She tries to pull herself together, running again, this time to the West Coast. Through a cocaine deal, she meets a gruff man. Within six weeks, she marries him. "This will straighten out my life," she believes. "We'll have kids and we'll live happily ever after."

The rocky marriage lasts 11 years. Once, in a violent, drunken rage, he assaults Barb. She's a victim again. Seething in anger, she gathers her children and runs out the door, down the cold, wet street to a neighbor. She lives in a women's shelter for a week, and then restlessly moves from place to place. Barb finds no rest, no peace with three children under three years old. But she's determined; she resolves to never allow another man into my life.

Barb doesn't quite hold to that promise. While living in welfare housing, where her kids can romp through a playground, a man comes to her door. "I'm here because I think God wants me to talk with you tonight," he says. "Who am I to argue with God?" she laughs.

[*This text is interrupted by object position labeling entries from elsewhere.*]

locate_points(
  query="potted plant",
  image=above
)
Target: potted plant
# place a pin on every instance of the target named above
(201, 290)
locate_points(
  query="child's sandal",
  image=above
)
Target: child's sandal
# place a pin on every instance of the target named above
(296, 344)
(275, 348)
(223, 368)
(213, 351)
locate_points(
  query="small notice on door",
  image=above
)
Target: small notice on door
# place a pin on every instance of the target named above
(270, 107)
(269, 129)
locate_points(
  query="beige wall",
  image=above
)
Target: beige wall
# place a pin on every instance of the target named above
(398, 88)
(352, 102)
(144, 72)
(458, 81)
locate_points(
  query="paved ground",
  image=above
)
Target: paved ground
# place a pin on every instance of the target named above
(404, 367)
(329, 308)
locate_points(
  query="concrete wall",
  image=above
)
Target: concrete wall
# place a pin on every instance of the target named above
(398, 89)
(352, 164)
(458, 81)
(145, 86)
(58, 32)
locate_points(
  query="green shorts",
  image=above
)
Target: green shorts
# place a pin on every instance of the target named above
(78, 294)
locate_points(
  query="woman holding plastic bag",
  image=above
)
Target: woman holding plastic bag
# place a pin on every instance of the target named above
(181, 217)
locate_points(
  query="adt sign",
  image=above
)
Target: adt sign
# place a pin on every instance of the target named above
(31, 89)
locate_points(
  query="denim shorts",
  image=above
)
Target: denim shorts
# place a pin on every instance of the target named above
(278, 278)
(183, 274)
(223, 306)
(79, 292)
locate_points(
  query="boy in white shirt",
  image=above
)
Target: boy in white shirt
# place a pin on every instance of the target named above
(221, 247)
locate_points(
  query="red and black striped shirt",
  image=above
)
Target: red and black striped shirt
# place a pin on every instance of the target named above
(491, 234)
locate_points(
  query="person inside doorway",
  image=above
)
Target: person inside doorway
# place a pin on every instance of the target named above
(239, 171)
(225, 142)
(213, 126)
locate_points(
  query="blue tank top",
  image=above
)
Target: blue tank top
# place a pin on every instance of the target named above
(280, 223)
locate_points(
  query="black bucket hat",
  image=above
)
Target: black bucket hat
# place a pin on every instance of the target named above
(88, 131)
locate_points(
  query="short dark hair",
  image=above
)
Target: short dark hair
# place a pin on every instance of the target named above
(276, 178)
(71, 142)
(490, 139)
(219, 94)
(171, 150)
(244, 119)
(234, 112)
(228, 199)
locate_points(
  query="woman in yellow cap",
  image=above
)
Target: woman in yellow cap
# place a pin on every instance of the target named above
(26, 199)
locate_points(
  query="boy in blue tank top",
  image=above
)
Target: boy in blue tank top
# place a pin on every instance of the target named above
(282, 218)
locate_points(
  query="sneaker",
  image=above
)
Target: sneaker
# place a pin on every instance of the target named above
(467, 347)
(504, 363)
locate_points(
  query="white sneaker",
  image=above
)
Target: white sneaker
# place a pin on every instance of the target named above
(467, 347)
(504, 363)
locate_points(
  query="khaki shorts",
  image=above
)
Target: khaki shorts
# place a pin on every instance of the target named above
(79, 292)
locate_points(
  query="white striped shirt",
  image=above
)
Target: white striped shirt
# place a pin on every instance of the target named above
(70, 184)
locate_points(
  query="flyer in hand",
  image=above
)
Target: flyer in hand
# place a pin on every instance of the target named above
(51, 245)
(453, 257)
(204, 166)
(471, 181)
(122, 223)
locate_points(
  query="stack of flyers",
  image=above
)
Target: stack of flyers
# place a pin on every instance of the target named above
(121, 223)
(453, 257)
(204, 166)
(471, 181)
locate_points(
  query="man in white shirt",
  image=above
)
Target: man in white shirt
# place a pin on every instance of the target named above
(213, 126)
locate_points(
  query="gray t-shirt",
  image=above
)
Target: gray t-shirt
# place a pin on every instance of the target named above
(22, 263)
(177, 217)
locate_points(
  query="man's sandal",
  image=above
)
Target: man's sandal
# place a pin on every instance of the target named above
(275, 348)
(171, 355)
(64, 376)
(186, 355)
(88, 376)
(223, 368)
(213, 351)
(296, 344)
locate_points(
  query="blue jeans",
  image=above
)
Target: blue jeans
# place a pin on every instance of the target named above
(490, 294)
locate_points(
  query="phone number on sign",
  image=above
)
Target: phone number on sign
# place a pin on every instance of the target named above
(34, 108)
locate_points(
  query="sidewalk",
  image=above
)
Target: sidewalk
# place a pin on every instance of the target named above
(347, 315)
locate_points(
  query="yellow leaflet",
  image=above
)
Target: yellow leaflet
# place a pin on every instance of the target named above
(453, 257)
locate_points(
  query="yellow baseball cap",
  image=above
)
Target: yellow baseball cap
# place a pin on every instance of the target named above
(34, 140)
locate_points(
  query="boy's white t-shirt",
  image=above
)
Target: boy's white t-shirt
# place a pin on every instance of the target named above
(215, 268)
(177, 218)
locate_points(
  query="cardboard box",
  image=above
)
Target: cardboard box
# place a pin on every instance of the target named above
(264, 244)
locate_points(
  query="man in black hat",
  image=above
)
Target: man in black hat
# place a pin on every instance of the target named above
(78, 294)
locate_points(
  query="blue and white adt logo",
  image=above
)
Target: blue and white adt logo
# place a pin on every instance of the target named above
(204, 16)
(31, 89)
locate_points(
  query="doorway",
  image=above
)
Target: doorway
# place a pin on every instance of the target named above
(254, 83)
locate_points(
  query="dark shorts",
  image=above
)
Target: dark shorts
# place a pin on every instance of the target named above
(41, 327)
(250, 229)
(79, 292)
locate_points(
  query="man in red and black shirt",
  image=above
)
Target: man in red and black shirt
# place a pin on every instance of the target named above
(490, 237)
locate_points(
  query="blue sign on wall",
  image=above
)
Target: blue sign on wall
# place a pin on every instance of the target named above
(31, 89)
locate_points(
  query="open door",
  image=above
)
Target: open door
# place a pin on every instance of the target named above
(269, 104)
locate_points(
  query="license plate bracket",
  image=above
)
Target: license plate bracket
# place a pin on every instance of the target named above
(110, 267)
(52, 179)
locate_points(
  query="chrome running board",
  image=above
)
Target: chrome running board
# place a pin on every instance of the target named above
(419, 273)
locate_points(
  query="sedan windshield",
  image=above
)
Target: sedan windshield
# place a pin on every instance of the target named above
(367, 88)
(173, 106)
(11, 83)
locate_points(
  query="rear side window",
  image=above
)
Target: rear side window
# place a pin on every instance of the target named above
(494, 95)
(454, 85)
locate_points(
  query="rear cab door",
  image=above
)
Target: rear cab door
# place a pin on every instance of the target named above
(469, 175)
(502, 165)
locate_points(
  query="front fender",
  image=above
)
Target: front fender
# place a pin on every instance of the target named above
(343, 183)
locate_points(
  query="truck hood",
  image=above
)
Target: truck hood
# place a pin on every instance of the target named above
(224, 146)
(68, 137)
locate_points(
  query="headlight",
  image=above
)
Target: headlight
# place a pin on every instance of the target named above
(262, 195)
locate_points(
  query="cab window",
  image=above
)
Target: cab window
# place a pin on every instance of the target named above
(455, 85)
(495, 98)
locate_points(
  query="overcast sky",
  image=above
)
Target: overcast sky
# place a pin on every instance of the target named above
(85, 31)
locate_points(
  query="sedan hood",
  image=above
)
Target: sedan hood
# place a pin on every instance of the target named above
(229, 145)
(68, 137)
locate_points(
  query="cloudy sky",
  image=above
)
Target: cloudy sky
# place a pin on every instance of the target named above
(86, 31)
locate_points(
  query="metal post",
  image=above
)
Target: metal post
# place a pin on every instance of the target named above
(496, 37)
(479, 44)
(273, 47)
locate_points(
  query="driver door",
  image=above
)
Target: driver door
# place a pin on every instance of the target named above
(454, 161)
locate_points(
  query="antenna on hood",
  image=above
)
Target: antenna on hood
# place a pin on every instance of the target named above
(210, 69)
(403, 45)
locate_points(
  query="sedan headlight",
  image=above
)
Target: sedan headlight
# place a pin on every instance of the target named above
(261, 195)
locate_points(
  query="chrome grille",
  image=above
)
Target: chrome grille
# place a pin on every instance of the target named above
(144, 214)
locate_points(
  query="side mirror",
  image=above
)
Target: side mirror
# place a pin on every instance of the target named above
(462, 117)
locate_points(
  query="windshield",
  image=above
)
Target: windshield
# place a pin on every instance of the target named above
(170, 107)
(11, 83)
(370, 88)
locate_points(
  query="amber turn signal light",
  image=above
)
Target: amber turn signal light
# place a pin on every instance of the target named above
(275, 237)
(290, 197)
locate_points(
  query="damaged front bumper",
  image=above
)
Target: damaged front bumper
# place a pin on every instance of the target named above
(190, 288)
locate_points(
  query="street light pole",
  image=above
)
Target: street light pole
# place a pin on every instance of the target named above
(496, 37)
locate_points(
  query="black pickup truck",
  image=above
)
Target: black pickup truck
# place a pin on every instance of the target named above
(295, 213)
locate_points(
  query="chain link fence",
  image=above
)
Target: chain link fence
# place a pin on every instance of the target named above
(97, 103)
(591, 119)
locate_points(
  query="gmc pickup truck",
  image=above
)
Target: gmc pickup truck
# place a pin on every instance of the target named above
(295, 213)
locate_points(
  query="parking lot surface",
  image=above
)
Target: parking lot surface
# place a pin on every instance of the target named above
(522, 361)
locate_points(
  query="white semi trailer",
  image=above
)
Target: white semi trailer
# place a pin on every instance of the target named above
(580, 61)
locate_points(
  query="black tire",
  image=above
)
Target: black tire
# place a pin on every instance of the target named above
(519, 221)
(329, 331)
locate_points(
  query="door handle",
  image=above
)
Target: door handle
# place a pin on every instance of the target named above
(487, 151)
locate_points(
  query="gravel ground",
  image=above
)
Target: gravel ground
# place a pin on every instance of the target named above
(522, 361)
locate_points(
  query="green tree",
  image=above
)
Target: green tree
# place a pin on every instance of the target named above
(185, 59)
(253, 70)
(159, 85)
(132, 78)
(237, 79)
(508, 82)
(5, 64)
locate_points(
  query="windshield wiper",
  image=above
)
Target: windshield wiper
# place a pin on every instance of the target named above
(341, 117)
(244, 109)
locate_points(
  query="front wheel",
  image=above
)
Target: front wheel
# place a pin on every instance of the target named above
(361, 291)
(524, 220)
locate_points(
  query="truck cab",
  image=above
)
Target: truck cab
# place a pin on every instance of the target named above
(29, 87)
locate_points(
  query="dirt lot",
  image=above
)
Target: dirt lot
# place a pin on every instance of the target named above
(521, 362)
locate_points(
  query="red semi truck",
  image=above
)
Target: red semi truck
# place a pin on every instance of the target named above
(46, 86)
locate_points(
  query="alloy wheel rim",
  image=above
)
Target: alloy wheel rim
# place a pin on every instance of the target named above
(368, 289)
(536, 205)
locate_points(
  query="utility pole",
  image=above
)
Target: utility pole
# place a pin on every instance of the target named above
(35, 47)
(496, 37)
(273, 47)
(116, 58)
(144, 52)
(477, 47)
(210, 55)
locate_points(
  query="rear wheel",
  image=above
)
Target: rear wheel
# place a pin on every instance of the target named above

In gentle words, this man shares good news with Barb--God loves her, He desires to forgive her, to heal her. These words, though satisfying, are bewildering to her heart. "Love? care? hope? another way?"

As mysterious as he arrived, the man leaves. Barb never sees or hears from him again.

Whoever he is, his message sinks deep into her heart. Barb, now 26, wants to know more. A friend takes her and her children to church the next Sunday. "The teaching...this is different," she says. "It's not like what I remember from my childhood. There's life, healing in this teaching." She is drawn to God, and falls to her knees. She weeps and cries, this time to God. "I don't know what to say, God..." She can't stop sobbing. Her tears begin to release a decade of pain, suffering, violence and abuse. She leaves it all with God.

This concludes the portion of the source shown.